In the previous lesson, I spent the last part of class explaining diction and allusion to students. They were asked to identify examples of diction and allusion in MLK’s “I Have A Dream” speech for homework. We only had a little bit of time to talk about these two devices so we start class by checking what they were able to do for homework. There are several misunderstandings I have to clarify.
One misunderstanding has to do with diction. For instance, students have selected entire sentences as examples of diction. I clarify that diction refers to specific words an author chooses so that when we examine an author’s diction we are focusing on single words or very short phrases. To illustrate, we work with one of the complete sentences students identified for homework and I ask which particular words caught their attention and made them take note of this sentence. Students identify particular words. I tell them that these particular words were thoughtfully selected by the author and that this is known as the author’s diction.
Allusion was more difficult for students to identify. The difficulty has to do with the fact that in order to recognize allusions one needs to have background knowledge of a historical and literary figures, events, places, etc. If a student has no knowledge of Abraham Lincoln’s Gettysburg Address, they will not be able to identify MLK’s line “five score years ago” as an allusion. I decide that students can do their best to identify any allusions in the speech, but if they are not able to I will be helping them.
I give students time to talk to their partner and decide on the examples of diction and allusion they want to add to their booklet. I now begin to see much better examples of diction, such as in this sample booklet(jasmine). I suggest to students that they all include “five score years ago” in their Allusion page and do their best to identify any other examples.
I now want students to expand their search and look at additional powerful speeches to see additional examples of these devices. I have selected this set of 4 speeches. I distribute these sets of speeches and take a few minutes to give them some background information about each speech.

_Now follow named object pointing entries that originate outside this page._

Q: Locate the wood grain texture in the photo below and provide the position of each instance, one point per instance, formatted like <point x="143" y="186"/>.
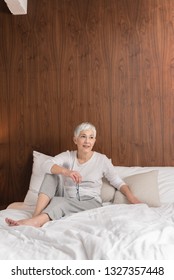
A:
<point x="110" y="62"/>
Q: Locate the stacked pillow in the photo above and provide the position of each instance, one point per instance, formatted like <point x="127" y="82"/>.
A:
<point x="143" y="185"/>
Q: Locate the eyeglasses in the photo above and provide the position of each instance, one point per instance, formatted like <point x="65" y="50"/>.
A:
<point x="78" y="187"/>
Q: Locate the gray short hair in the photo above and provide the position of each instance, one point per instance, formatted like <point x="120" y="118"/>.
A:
<point x="84" y="126"/>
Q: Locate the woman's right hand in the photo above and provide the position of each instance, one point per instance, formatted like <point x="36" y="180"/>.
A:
<point x="74" y="175"/>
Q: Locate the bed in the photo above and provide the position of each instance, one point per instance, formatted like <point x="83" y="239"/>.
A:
<point x="116" y="231"/>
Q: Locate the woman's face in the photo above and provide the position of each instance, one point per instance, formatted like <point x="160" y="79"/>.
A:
<point x="85" y="141"/>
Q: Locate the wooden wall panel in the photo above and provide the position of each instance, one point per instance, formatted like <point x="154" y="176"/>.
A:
<point x="110" y="62"/>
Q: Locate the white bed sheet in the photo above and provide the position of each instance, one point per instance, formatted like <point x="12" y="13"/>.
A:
<point x="124" y="232"/>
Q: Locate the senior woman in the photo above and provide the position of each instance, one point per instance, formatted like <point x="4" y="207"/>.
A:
<point x="82" y="171"/>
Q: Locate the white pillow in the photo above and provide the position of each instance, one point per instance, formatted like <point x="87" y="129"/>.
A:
<point x="144" y="186"/>
<point x="37" y="177"/>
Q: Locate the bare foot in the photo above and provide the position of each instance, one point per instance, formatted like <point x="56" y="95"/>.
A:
<point x="37" y="221"/>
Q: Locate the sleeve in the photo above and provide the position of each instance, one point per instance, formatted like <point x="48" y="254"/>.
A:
<point x="62" y="159"/>
<point x="111" y="174"/>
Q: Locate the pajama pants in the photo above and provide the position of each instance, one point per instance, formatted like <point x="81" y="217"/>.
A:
<point x="60" y="206"/>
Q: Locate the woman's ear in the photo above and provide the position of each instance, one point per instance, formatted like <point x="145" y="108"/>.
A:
<point x="75" y="140"/>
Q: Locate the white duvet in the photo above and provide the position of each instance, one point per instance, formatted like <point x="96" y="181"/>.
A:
<point x="124" y="232"/>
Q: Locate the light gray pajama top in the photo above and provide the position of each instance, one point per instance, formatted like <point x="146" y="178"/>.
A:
<point x="92" y="172"/>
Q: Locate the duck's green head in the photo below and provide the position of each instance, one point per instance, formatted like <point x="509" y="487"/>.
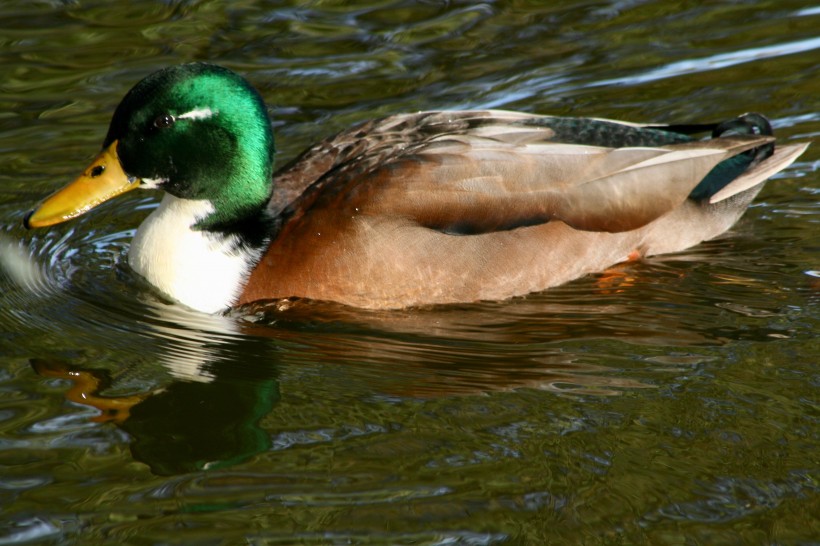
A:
<point x="196" y="131"/>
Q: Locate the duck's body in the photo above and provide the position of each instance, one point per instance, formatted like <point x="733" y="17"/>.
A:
<point x="435" y="207"/>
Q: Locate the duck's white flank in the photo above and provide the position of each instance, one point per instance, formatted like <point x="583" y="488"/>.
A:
<point x="200" y="269"/>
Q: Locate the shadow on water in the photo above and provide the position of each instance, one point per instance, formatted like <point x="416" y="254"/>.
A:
<point x="221" y="374"/>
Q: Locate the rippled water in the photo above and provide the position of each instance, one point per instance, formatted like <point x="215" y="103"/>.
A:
<point x="671" y="402"/>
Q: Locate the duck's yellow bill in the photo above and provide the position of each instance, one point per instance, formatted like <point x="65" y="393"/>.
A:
<point x="101" y="181"/>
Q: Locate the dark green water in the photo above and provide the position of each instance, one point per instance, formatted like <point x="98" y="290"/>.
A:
<point x="674" y="404"/>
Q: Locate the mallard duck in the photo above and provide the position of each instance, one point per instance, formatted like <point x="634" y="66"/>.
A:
<point x="427" y="208"/>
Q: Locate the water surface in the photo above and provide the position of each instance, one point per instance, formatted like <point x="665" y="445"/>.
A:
<point x="673" y="401"/>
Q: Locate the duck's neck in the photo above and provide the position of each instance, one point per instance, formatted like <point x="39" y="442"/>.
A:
<point x="203" y="269"/>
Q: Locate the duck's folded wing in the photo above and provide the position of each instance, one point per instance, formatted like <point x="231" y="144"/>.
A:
<point x="468" y="184"/>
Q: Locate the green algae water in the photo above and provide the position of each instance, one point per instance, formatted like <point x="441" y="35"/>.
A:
<point x="672" y="401"/>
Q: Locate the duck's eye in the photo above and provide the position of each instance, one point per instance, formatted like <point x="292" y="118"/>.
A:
<point x="163" y="121"/>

Students will only work with these speeches today, and a short period of time tomorrow, as I intend for these speeches to be used as models of these devices and not to do an in depth analysis of them.

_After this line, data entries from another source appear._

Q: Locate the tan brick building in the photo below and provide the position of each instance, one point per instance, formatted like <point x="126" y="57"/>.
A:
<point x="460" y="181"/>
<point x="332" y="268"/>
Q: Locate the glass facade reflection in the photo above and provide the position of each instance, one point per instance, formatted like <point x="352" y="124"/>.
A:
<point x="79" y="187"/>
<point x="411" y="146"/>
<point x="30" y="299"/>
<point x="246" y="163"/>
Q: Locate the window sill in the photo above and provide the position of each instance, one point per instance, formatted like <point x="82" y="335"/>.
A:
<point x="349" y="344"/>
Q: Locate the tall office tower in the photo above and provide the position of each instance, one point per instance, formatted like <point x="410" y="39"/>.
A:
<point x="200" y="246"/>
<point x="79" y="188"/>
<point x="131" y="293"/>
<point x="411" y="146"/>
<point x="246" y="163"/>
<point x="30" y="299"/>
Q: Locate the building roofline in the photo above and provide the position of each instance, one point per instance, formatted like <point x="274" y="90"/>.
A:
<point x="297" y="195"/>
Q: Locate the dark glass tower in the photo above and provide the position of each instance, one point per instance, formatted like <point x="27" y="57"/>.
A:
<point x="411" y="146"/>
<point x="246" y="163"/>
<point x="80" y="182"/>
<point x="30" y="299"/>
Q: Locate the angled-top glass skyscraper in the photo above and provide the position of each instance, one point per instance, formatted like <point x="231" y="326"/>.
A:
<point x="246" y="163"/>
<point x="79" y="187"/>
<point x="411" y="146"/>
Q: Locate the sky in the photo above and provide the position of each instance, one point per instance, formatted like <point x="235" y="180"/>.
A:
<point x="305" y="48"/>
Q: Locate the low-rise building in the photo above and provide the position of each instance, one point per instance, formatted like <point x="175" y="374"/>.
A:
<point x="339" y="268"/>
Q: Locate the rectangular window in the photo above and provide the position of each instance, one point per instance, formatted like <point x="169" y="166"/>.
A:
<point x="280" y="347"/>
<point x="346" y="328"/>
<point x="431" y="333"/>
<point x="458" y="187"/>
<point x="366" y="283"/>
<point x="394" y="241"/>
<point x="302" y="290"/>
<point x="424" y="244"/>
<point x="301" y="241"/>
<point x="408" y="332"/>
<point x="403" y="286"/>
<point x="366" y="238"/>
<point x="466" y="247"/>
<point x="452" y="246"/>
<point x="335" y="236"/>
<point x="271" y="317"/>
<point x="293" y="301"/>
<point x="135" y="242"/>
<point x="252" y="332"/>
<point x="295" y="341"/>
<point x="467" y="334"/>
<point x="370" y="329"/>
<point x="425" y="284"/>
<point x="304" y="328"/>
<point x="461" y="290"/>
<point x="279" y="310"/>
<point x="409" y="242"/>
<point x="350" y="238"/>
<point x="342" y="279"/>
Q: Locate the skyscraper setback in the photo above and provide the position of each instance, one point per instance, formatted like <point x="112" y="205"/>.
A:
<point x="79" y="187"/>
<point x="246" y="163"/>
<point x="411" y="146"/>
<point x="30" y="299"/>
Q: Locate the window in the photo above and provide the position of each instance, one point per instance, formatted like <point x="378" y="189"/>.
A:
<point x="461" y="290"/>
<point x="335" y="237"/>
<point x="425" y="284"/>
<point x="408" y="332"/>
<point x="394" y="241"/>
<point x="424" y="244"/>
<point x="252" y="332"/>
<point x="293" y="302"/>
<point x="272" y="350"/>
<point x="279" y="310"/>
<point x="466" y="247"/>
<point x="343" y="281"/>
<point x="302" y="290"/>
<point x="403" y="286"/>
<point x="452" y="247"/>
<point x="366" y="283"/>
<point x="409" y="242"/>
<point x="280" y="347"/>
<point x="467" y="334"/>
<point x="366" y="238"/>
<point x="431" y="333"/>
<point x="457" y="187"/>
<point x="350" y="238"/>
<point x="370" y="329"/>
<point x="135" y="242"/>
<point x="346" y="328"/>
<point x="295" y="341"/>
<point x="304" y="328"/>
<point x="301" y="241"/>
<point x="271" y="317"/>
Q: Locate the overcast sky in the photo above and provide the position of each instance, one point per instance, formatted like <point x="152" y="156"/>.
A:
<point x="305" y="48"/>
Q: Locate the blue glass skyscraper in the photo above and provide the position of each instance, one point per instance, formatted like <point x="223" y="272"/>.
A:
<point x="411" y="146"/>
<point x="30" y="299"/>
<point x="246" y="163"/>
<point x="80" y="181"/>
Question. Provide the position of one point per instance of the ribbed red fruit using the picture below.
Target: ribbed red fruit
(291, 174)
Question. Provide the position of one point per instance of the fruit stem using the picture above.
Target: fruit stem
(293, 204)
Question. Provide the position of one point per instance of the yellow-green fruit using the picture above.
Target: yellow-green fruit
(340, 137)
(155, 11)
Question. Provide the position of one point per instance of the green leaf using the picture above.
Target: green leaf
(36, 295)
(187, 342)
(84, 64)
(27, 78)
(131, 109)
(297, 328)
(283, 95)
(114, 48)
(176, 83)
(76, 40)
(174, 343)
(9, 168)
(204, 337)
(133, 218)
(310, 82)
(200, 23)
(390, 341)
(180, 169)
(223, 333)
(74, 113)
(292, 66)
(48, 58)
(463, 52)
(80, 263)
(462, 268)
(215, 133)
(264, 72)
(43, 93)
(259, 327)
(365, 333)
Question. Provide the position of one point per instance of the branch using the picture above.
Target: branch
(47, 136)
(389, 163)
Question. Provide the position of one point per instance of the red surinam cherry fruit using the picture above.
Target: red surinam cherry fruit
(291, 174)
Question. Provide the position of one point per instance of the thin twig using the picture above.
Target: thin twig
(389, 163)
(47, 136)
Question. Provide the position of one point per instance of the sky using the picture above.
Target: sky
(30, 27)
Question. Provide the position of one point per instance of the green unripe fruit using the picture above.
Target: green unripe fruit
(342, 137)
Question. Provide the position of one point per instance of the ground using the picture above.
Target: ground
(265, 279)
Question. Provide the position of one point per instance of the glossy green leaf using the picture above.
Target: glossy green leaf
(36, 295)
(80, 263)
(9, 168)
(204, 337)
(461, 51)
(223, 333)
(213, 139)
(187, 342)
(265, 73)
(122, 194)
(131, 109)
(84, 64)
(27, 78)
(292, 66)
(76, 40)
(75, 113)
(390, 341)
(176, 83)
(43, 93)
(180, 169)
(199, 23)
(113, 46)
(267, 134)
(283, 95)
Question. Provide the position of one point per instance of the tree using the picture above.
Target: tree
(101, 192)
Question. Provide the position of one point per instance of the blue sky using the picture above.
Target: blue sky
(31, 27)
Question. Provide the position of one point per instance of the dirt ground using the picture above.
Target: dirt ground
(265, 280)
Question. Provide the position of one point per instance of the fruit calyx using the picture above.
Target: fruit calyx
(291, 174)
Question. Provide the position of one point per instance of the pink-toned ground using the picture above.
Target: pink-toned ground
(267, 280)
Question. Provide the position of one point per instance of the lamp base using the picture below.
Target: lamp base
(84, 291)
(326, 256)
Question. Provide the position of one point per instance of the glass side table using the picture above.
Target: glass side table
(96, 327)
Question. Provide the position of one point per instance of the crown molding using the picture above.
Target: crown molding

I do not expect every student to read all four speeches (we don’t have time) so I ask them to select one of the four and I give them time to read it. Students are to keep an eye out for good examples of the devices we have been working with.

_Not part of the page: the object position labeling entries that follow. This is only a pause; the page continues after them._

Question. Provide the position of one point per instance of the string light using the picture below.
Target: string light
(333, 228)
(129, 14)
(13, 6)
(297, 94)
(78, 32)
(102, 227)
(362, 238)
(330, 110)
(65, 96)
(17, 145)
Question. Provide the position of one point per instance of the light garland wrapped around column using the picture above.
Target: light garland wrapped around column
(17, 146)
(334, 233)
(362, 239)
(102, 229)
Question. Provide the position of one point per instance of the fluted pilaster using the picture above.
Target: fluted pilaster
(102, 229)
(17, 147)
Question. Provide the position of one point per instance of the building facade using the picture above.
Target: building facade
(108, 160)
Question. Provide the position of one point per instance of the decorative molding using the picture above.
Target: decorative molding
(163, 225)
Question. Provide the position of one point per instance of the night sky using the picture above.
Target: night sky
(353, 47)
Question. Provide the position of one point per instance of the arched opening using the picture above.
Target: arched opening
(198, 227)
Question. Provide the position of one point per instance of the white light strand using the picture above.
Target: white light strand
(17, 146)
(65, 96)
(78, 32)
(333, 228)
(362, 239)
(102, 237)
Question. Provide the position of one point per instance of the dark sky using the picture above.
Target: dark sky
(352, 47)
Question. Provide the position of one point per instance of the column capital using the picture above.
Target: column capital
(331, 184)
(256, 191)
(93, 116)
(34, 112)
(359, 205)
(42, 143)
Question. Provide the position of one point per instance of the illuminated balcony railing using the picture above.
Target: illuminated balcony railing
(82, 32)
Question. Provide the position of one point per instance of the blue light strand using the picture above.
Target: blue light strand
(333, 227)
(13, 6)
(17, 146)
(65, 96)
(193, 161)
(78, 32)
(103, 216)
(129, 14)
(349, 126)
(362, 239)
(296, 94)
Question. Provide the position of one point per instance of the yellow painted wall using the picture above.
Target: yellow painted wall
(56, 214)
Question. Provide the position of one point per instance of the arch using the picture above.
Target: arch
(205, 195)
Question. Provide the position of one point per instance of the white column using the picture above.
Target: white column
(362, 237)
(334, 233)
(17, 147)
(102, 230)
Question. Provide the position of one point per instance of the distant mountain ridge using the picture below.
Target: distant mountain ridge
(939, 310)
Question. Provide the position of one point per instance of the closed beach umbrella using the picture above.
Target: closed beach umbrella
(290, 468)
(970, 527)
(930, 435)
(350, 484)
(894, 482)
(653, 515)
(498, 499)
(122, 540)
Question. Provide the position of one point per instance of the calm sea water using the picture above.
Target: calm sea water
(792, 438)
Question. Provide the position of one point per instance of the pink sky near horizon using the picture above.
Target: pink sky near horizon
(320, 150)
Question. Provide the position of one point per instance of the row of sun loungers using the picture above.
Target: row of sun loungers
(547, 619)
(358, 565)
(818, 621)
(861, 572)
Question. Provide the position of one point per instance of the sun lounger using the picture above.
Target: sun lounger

I then give students time to work with their partner and select one or two more examples of each device to include in their booklet. I have clarified each device as students became confused. At this point, I have a list of quick descriptions to help students clarify confusion they have encountered as they work with these devices. Students were getting confused with some of these devices, not all of them. I make a list on the board of the devices that are confusing and I write notes to clarify the confusion, like I explain in this video. I leave these notes on the board and instruct students to keep it in mind as they move on to identify more examples from this set of speeches.
By the end of the period, they have a few additional devices. They will finish adding more tomorrow for a total of at least one additional example of each device from this set of 4 speeches.